In the article the approach is referred as a multitasking learning framework

Our approach is related to the multitask learning framework 4. Despite its promise, this framework
has seen limited practical success in real world applications. In speech recognition, there have been many
successful reports of modeling multiple languages using a single model (see [17] for an extensive reference and
references therein). Multilingual language processing has also shown to be successful in domains other than
translation [9, 23].

where a neural network (NN) is trained on several tasks simply by implementing extra tokens (in this case the languages) in the input and ground truth layers. The NN will learn all the designated languages simultaneously by associating phrases with ground truth respect to designated linguistic points (BLEU scores) for the whole network and not disjunctly by direct correlation of two languages. In a sense, it probes the off diagonal degrees of freedom of the NN.

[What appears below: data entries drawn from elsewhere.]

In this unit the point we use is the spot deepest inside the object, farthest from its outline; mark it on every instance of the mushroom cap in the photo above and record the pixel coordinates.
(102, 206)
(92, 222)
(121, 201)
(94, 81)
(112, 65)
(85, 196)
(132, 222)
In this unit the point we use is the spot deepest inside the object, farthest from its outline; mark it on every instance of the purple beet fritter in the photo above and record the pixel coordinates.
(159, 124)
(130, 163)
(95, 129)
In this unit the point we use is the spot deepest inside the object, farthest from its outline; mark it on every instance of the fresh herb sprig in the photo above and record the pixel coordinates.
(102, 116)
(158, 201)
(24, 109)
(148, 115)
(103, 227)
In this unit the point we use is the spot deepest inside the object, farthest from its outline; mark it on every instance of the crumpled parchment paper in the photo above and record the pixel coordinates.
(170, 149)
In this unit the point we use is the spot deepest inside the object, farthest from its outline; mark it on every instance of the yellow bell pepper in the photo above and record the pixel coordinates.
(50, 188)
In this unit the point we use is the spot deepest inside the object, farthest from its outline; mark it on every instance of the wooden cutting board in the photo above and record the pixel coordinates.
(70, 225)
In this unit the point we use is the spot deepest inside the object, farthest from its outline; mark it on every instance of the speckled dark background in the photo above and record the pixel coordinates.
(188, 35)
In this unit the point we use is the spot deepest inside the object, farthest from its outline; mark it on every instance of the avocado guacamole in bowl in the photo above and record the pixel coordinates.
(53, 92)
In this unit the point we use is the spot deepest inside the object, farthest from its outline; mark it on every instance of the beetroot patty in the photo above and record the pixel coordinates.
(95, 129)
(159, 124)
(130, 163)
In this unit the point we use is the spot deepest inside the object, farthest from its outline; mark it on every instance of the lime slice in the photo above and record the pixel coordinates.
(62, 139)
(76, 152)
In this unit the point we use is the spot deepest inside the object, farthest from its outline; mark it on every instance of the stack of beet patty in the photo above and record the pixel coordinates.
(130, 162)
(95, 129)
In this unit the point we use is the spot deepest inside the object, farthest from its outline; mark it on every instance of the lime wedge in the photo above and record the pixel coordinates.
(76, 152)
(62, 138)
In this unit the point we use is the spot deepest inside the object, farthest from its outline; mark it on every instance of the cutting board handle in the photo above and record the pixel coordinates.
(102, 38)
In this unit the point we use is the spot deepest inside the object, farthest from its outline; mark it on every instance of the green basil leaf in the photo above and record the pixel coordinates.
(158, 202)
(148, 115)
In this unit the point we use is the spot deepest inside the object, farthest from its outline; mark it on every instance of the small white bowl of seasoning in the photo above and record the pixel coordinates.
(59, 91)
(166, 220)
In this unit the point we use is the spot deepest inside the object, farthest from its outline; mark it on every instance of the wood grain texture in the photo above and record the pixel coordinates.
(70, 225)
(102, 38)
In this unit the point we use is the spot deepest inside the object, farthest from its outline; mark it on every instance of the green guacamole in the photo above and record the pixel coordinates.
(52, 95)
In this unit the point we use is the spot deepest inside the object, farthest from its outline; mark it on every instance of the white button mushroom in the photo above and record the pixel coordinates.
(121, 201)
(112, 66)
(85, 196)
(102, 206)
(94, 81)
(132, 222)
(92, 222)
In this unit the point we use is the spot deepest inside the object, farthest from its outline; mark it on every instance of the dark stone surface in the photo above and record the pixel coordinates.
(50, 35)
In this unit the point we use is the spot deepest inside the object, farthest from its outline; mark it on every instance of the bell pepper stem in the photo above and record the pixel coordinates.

What a lot of people then started fantasising a little bit too much about is the “interlingua” process. My guy referred to it even as to a bytecode correspondence between languages that would be unfeasible and would defy too much the purpose of this NN: this has been tried to re-code as little as possible of the original _Translate _algorithm (that already includes all the semantic, glottology…etc… work of Google’s researchers and engineers), and an eventual bytecode would be not flexible and would require a complete overhaul of the code!

What Google Researchers have seen in the NN, is that the same phrase clusterize in different languages according to a specific metric: t-distributed stochastic neighbor embedding, which is a sophisticated projection which reduces dimensionality while preserving pairwise distances (thus creating a low-dimensional metric space).

I wonder: what if I change metric, would I be able to clusterize, according to another metric, the languages?